OMG…

Looking back over the last eighteen months makes me realise how dangerous it is to say things like ‘It would be hard to cause more damage than three and a half years of uncertainty and doom-saying…’…

Coronavirus did that without even trying.  Of course, it had help: the Government’s rather muddled approach to lockdown as a form of biosecurity for a start.

There has been a lot of wailing and breast-beating about those people who died from the pandemic, but much less has been said about the remarkable drop in ‘excess deaths’ ever since.  What’s happened is that many of those ‘vulnerable’ people who would have died anyway popped their clogs a little earlier than they otherwise would.

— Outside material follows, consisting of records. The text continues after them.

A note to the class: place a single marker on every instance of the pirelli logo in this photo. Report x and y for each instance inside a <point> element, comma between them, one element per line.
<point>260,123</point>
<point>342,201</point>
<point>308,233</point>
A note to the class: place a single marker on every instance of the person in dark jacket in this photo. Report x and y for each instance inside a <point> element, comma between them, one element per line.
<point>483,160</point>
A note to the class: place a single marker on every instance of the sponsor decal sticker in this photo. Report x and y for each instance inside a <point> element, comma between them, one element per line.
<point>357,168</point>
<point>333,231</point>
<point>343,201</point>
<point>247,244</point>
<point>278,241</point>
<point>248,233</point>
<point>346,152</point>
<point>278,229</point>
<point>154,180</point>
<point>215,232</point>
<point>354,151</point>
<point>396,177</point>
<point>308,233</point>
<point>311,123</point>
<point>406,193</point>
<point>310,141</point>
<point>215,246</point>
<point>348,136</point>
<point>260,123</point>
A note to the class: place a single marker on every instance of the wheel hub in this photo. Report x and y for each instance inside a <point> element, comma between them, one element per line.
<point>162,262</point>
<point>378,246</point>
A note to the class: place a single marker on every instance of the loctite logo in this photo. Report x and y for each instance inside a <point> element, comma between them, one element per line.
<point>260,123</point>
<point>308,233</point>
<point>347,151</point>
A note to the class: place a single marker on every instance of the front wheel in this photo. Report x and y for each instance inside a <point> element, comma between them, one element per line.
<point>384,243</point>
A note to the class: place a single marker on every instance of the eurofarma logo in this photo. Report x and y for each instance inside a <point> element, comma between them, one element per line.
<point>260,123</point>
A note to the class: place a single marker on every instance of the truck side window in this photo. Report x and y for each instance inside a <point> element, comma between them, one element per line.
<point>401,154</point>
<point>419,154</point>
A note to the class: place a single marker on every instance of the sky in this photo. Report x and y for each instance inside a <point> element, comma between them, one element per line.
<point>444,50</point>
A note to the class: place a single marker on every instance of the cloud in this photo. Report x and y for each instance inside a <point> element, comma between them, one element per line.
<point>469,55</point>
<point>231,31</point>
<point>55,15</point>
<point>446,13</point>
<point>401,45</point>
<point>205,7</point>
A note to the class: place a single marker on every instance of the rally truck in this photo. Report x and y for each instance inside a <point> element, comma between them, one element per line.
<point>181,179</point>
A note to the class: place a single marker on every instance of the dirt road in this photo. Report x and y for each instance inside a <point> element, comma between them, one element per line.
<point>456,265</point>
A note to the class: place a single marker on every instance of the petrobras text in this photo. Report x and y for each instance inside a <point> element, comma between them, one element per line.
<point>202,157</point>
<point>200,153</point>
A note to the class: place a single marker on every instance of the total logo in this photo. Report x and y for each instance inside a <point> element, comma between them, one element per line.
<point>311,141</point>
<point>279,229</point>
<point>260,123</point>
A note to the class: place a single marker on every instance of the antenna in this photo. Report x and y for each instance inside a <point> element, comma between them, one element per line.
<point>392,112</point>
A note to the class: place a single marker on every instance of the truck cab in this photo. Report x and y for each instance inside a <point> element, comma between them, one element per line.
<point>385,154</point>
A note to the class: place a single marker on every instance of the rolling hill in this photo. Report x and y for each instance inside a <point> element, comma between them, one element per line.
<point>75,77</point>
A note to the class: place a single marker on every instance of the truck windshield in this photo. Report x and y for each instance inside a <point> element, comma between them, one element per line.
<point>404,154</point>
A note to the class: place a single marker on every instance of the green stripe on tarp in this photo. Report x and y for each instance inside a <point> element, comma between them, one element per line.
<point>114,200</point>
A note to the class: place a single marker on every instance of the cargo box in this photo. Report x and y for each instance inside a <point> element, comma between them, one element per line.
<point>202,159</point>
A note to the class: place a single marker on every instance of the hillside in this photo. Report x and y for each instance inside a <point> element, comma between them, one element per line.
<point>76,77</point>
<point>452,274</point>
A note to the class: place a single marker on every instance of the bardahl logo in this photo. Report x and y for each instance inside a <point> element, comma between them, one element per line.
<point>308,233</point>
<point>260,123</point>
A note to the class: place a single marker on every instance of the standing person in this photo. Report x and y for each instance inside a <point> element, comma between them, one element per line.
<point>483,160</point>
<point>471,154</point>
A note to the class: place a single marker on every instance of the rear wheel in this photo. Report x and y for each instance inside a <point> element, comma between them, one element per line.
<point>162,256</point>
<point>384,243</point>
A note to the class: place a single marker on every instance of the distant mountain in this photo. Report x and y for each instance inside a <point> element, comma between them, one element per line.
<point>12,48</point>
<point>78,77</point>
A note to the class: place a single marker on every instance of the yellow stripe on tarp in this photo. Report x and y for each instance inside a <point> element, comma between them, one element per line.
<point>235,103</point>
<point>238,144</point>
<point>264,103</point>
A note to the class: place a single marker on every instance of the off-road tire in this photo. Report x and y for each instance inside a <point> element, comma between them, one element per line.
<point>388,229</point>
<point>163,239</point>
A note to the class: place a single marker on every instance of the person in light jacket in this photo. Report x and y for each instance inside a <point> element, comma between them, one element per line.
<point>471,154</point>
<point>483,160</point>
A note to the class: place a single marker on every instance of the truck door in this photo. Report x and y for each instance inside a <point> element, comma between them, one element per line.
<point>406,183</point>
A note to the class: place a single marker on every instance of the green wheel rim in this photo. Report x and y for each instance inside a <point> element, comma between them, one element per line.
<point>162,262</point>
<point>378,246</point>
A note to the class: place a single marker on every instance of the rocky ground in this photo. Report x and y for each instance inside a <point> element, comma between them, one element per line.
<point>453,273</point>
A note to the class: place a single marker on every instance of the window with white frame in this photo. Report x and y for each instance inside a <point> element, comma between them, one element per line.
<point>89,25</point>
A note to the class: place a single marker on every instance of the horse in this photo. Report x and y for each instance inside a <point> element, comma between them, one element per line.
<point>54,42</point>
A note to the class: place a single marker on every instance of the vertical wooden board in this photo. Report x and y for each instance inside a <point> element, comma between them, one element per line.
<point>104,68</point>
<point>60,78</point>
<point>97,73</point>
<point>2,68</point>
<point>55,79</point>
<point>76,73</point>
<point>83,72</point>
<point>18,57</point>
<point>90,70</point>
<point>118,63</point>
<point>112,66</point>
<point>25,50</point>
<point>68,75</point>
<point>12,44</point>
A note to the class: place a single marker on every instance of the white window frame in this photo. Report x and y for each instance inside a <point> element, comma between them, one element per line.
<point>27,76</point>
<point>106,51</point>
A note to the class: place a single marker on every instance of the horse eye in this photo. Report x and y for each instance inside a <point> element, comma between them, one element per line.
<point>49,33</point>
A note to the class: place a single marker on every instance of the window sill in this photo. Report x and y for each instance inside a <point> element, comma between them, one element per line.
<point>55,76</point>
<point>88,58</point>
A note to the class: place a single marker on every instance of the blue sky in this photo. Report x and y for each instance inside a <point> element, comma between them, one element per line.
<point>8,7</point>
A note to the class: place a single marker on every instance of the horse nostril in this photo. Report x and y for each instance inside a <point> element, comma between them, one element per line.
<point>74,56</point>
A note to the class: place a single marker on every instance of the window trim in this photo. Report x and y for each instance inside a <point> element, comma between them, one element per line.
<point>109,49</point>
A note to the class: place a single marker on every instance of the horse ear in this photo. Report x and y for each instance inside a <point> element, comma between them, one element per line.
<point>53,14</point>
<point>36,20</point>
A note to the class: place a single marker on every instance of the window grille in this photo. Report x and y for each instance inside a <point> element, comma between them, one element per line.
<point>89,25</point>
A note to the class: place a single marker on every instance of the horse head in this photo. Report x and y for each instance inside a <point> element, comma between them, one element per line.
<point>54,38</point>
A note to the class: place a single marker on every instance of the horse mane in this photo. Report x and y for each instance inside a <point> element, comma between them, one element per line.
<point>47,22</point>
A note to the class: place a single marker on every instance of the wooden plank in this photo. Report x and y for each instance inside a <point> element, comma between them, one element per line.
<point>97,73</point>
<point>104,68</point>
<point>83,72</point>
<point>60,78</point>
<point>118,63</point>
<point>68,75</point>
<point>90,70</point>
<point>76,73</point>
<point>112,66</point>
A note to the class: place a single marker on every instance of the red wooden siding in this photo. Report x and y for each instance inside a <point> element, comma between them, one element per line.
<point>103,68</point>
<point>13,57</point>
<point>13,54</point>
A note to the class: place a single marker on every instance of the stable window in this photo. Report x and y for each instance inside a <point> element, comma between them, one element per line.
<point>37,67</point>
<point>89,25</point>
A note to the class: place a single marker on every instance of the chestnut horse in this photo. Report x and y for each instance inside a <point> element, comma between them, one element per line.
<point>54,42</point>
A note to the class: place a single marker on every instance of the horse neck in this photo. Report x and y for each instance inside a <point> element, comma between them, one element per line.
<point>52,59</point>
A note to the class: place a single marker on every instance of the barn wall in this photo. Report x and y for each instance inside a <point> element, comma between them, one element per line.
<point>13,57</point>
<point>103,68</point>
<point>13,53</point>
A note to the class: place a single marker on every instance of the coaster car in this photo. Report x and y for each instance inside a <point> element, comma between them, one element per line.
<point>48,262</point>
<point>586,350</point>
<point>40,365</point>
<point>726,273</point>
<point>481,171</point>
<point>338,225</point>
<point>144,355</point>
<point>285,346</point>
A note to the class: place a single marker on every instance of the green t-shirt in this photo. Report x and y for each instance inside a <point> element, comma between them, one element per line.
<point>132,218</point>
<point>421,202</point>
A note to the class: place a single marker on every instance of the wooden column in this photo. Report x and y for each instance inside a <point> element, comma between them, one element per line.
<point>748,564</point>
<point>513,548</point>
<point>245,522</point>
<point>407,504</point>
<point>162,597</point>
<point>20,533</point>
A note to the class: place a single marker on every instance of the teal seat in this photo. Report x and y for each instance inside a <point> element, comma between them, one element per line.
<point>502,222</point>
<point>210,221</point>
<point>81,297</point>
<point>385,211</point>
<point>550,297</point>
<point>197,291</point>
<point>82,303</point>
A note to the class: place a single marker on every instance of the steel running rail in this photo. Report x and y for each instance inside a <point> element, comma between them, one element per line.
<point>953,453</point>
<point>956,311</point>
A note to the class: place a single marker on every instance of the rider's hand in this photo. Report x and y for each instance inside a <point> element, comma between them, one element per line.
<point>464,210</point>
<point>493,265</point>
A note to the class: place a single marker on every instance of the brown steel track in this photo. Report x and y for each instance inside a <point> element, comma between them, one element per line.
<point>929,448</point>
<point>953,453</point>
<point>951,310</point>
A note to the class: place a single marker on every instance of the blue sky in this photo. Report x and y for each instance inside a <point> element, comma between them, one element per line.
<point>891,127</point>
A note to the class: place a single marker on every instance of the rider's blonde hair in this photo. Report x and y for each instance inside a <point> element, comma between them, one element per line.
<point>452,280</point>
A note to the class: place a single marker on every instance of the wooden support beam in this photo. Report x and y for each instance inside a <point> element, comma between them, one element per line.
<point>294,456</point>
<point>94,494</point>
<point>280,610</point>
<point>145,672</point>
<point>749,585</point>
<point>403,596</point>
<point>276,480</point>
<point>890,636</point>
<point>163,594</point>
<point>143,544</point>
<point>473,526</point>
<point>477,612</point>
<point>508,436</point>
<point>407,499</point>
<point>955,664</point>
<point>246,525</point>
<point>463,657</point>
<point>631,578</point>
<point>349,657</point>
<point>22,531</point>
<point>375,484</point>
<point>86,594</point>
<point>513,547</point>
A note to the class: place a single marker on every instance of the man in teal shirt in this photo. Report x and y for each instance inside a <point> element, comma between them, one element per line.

This is not to say that the deaths of many hundreds and thousands of people, including youngsters and medics, is not sad, but, to quote from Ben: ‘but in this world nothing can be said to be certain, except death and taxes.‘  We’re all going to go at some time: the only real questions are when and how…

The how has been one of the worst aspect of this horror: people dying in isolation without being able to see their loved ones.  Not what most people would generally describe as a ‘good’ death, if there can be said to be such a thing…

It has been brought home to me how much disruption a death can cause: even an expected one with no relation to Covid-19.  No matter how well prepared you think you are, it all starts to come unravelled: often before the departed is even cold…

There seems to be a sort of mental block in our society about death.  Probably because we actually see so little of it.  In the ‘good’ old days, people used to bury their relatives on what must have almost seemed like a weekly basis.  People were much more ‘involved’ with death (and I don’t just mean the victims…) and it was an almost everyday event.

It’s quite a surprise to most people nowadays how long a lot of people actually lived in the ‘old days’.  Assuming, of course, they reached puberty in the first place.  Child mortality was the order of the day, and people had to sprog a dozen babies to have one or two grow up.  This is one of the main reasons for our global population explosion: many more of our babies survive to reproduce.

As was described, many years ago in ‘Limits to Growth’ such a situation cannot continue forever: sooner or later something has to ‘give’.

To (mis)quote Mr Dickens and his ‘two cities’: ‘It was the best of times, it was the worst of times…’ and, to be honest, I’m beginning to feel that we’ve had the ‘best of times’ and that things are likely to be downhill -possibly steeply – from now on.  I must be getting old!